Green: these are medium resistance. These bands are less stretchy and have more tension than yellow bands. Green bands are used for muscle groups that need slightly more tension, such as the biceps or triceps.

Red: these are labeled as medium to heavy resistance. They have a higher level of tension than green or yellow bands and are harder to stretch. Red bands are suitable for muscle groups that are larger, such as the legs, chest, and back. They are also for individuals who have been building muscle strength.

Blue: These resistance bands are heavy resistance. These are much more stiff than red, green or yellow and do not provide as much stretch. Blue bands are for those who are very strong, or for those larger muscle groups, such as the legs, chest and back. These are also the bands to use when working out with someone else; when two people pull against a band.

Black: These resistance bands have the most resistance. These are the hardest bands to stretch and pull. Like blue bands, black bands are used for the large muscle groups, such as the legs, or when working with others. Some sets of bands come in all black and the level of resistance is not based on color in these sets.

Here are 2 lower body exercises to do with your resistant band.
Squats: I recommend using the red or blue resistant band.
Stand on the band with your feet hip width apart. Keep your back straight, face forward, bend your knees slightly, and hold on to the handles of the band. Make sure you feel tension in the bands.
Lower your butt out and down towards the floor, as if you were to sit in a chair, then return to the standing position. Make sure there is tension again in the standing position.
I recommend doing 15 to 25 reps, in sets of 3.

Lunges: To do lunges with resistance tubing, you need to wrap the tubing around a pole, or attach it to a doorknob. Some tubings have an attachment to place inside the closed door or inside the door jam. Make sure you choose a closet door. If you choose a door that people open and close all the time, and you are working out with the door closed and someone opens the door, and whack! That is going to hurt.

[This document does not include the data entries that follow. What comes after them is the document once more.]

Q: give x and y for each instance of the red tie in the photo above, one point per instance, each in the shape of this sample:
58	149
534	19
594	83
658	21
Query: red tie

Stand upright and face forward, away from the door. With handles in hands and at chest level, stretch out your arms in front of you.
With feet hip width apart and stomach tight, step forward with your right foot about 12 inches or more. Your right knee should bend at about 90 degrees while your left foot stays in place and knee bends slightly. This form will be at the maximum lunge position.
Step back and up to the starting position. Repeat 10 to 15 reps for 3 sets. Reverse lunge, stepping forward with your left foot.
This will require balance and strength.
Next month I will describe upper body exercises incorporating the use of resistant tubing.

Health Tip: Seven ways to lower your blood pressure without medication
*Lose extra pounds and watch your waistline, blood pressure often increases as weight increases
*Exercise regularly
*Eat a healthy diet
*Reduce sodium in your diet
*Limit the am ount of alcohol consumption
*Quit smoking
*Lower your stress level
monitor your blood pressure at home, and consult your physician annually.

Good luck, until next month, Exercise Does A Body Good!